Overview
As DNS is the first step in service access in a Kubernetes cluster, its stability and performance are of great importance. How to configure and use DNS in a better way involves many aspects. This document describes the best practices of DNS.
Selecting the Most Appropriate CoreDNS Version
The following table lists the default CoreDNS versions deployed in TKE clusters on different versions.
Due to historical reasons, CoreDNS v1.6.2 may still be deployed in clusters on v1.18 or later. If the current CoreDNS version doesn't meet your requirements, you can manually upgrade it as follows:
Configuring an Appropriate Number of CoreDNS Replicas
1. The default number of CoreDNS replicas in TKE is 2, and podAntiAffinity
is configured to deploy the two replicas on different nodes.
3. Generally, you can determine the number of CoreDNS replicas based on the QPS of business access to DNS, number of nodes, or total number of CPU cores.
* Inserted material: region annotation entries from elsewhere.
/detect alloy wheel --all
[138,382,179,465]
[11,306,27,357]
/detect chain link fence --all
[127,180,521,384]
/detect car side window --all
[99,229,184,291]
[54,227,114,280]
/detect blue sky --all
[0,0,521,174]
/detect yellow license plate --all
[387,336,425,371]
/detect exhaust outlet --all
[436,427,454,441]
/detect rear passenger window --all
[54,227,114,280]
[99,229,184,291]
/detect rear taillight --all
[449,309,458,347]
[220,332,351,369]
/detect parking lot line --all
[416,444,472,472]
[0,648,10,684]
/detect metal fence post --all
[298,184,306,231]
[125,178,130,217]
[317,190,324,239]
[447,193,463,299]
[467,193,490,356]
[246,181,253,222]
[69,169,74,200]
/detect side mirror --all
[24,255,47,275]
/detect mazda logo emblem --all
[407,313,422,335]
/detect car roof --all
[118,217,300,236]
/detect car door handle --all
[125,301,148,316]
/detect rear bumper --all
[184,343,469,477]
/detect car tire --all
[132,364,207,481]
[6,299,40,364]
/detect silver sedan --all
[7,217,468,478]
After you install NodeLocal DNSCache, we recommend you use up to ten CoreDNS replicas. You can configure the number of replicas as follows:
Number of replicas = min ( max ( ceil (QPS/10000), ceil (number of cluster nodes/8) ), 10 )
Example:
If the cluster has ten nodes and the QPS of DNS service requests is 22,000, configure the number of replicas to 3.
If the cluster has 30 nodes and the QPS of DNS service requests is 15,000, configure the number of replicas to 4.
If the cluster has 100 nodes and the QPS of DNS service requests is 50,000, configure the number of replicas to 10 (NodeLocal DNSCache has been deployed).
4. You can install the DNSAutoScaler add-on in the console to automatically adjust the number of CoreDNS replicas (smooth upgrade should be configured in advance). Below is its default configuration: data:
ladder: |-
{
"coresToReplicas":
[
[ 1, 1 ],
[ 128, 3 ],
[ 512,4 ],
],
"nodesToReplicas":
[
[ 1, 1 ],
[ 2, 2 ]
]
}
Using NodeLocal DNSCache
NodeLocal DNSCache can be deployed in a TKE cluster to improve the service discovery stability and performance. It improves cluster DNS performance by running a DNS caching agent on cluster nodes as a DaemonSet.
For more information on NodeLocal DNSCache and how to deploy NodeLocal DNSCache in a TKE cluster, see Using NodeLocal DNS Cache in a TKE Cluster. Configuring CoreDNS Smooth Upgrade
During node restart or CoreDNS upgrade, some CoreDNS replicas may be unavailable for a period of time. You can configure the following items to maximize the DNS service availability and implement smooth upgrade.
No configuration required in iptables mode
If kube-proxy adopts the iptables mode, kube-proxy clears conntrack entries after iptables rule synchronization, leaving no session persistence problem and requiring no configuration.
Configuring the session persistence timeout period of the IPVS UDP protocol in IPVS mode
If kube-proxy adopts the IPVS mode and the business itself doesn't provide the UDP service, you can reduce the session persistence timeout period of the IPVS UDP protocol to minimize the service unavailability.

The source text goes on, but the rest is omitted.